This function extracts copy number features in the style of the paper:
Usage
extract_wu_features(
segs_df,
sample_col = "cell_id",
state_bin_max = 5,
bin_breaks = NA,
annotate_input = FALSE,
return_matrix = FALSE,
...
)Arguments
- segs_df
dataframe. CN segments
- sample_col
string. Name of the column with cell_id/other sample name
- state_bin_max
int. Maximum CN to consider for bins. All CNs of this value and higher are grouped together. Default of 5 follows paper.
- bin_breaks
floats, how to break up segment sizes. Bins will be one more than breaks. Defaults follow paper. Default is < 5Mb, 5–10Mb, > 10Mb specified as c(5e6, 10e6 + 1). Internally, base::cut() is used, so 2 splits produces 3 bins.
- annotate_input
boolean. return input dataframe annotating each segment with the feature categories it falls into.
- return_matrix
boolean. Return a cell-by-feature matrix of counts.
- ...
can pass change_split_val to alter critical value for AA/BB split
Details
Wu et al. 2025. Single-cell copy number alteration signature analysis reveals masked patterns and potential biomarkers for cancer. bioRxiv.
https://www.biorxiv.org/content/10.1101/2025.03.02.641098v1
They employ 4 base features, that they cross for 90 categories:
CN states: 5 bins, 0-1, 2, 3, 4, 5+
segment size: 3 bins, <5 MB, 5-10Mb, 10Mb,
segment shape: 3 bins, LL (low left, low right segment), HH (high left, high right segment), OT (other)
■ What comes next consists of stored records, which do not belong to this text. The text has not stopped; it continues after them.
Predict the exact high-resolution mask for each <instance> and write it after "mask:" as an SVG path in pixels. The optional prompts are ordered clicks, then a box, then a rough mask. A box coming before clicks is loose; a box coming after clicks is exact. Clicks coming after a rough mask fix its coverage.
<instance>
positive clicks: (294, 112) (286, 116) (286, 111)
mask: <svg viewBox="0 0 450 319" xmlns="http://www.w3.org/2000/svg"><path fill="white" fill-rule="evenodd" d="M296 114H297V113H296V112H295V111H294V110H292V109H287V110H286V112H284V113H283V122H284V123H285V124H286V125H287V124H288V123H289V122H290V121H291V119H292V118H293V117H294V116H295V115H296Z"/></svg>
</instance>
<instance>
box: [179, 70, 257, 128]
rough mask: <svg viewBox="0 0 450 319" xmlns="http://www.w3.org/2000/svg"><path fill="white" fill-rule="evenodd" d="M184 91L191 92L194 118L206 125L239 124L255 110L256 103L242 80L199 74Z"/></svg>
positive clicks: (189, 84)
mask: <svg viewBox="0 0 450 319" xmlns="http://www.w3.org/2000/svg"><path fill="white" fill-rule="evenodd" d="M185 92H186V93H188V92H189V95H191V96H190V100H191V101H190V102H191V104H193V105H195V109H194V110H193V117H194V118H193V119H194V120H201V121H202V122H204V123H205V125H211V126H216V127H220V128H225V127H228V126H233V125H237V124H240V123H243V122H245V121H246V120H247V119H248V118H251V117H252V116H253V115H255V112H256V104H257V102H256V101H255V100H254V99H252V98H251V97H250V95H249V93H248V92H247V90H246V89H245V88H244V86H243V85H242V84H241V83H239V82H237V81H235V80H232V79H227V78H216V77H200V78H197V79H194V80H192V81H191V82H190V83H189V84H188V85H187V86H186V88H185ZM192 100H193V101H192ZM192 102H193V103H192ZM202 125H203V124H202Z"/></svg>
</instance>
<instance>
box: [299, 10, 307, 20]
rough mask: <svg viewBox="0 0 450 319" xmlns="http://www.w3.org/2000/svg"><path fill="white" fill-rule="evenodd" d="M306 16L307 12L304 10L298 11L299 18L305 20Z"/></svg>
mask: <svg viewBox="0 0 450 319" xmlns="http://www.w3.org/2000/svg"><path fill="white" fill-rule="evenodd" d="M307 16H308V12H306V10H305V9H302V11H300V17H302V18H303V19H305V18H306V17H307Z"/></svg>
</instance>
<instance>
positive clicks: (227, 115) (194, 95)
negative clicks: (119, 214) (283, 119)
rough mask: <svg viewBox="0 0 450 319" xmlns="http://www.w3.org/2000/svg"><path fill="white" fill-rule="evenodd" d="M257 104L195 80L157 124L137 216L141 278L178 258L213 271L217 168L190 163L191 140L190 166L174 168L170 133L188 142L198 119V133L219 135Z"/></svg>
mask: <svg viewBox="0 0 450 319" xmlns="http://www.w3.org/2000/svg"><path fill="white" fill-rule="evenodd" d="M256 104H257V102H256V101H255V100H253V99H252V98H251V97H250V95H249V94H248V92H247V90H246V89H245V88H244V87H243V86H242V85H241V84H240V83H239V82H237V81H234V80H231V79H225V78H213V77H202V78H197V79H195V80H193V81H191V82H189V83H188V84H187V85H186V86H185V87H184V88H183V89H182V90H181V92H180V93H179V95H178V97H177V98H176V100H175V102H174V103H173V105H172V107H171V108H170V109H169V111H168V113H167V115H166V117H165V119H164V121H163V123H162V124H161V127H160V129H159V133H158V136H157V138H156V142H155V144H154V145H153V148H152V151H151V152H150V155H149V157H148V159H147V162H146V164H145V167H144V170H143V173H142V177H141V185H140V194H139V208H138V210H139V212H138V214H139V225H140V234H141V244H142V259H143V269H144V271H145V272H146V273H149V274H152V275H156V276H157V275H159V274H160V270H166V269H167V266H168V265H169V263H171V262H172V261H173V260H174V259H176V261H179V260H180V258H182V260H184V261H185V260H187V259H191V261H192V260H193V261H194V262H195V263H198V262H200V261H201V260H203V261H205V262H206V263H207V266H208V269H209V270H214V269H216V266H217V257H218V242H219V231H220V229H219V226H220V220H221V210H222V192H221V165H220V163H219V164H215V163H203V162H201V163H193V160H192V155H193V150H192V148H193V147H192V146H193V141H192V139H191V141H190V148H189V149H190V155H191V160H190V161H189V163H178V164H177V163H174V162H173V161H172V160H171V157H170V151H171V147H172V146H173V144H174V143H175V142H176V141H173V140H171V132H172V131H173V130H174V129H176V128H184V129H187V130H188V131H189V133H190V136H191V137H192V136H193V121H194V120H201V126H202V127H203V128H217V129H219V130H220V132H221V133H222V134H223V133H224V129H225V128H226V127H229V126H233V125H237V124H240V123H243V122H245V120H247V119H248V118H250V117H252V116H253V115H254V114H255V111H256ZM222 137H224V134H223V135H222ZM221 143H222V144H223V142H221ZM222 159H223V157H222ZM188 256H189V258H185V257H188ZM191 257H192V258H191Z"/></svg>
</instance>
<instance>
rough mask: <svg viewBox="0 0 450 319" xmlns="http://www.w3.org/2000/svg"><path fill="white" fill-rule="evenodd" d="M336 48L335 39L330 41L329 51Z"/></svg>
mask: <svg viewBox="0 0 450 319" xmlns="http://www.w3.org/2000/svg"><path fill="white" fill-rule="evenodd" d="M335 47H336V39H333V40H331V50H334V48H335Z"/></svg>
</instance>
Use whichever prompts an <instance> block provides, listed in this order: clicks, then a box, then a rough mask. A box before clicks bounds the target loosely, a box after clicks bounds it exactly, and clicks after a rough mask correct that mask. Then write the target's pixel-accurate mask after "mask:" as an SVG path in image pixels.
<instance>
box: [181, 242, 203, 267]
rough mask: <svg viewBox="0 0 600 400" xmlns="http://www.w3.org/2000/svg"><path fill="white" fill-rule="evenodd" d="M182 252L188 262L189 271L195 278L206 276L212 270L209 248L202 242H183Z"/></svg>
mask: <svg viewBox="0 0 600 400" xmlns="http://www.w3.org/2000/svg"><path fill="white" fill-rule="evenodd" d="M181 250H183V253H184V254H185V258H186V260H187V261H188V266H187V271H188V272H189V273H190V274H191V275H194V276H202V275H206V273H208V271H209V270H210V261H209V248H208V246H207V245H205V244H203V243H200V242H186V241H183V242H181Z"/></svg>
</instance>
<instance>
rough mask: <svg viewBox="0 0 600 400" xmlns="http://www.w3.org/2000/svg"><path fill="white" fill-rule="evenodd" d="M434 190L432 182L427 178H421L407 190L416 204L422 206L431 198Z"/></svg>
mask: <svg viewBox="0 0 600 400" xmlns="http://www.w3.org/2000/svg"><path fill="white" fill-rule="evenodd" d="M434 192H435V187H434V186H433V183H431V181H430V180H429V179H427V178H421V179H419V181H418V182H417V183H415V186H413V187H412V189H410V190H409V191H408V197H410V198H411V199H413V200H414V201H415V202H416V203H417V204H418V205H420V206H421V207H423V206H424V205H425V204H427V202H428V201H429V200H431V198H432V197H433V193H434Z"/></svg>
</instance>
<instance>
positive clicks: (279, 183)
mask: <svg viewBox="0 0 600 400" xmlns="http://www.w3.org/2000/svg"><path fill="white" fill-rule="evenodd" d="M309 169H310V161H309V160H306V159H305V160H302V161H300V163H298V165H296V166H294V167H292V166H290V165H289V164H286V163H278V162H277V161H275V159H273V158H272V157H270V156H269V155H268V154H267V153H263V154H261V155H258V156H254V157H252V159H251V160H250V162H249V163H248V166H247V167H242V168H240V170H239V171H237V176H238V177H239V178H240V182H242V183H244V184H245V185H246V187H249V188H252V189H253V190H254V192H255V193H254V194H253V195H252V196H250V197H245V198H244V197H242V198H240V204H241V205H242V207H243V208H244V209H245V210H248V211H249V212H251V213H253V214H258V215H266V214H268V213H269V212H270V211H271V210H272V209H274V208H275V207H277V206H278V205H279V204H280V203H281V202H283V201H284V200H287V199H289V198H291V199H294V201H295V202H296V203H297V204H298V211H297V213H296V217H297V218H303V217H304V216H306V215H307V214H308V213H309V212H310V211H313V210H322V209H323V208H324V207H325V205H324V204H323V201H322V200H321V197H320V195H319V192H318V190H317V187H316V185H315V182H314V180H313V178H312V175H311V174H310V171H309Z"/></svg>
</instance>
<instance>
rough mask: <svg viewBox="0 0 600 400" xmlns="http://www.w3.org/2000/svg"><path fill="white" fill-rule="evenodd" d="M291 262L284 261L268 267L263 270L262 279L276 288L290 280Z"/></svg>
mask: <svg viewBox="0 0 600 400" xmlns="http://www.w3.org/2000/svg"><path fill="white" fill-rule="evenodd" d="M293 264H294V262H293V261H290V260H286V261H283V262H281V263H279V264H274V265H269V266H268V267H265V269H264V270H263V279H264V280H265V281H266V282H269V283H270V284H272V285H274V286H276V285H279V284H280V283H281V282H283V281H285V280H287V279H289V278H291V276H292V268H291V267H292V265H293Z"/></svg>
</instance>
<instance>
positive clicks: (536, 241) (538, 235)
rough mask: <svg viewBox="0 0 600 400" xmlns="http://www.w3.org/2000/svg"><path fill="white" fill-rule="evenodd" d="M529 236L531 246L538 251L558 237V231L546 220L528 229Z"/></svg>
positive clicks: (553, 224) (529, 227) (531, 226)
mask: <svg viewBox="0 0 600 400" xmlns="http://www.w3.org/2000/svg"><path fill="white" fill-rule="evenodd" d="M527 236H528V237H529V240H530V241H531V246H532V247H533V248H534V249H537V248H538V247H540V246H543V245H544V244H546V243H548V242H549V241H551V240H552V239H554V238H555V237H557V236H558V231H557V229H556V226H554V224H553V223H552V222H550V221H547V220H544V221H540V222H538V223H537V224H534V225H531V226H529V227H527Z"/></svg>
segment change: 2 bins: AA (difference between surrounding segments <= some critical value), or BB
Some issues:
whole chromosome amplifications/losses not captured
chromosomes need to have at least 3 changes to be truly reflected in these categories. Those with fewer are backfilled based on hardcoded rules
for segment change, the paper says they considered changes > 2 as BB, but in their actual code is set to 1. This function follows their code, but can be altered.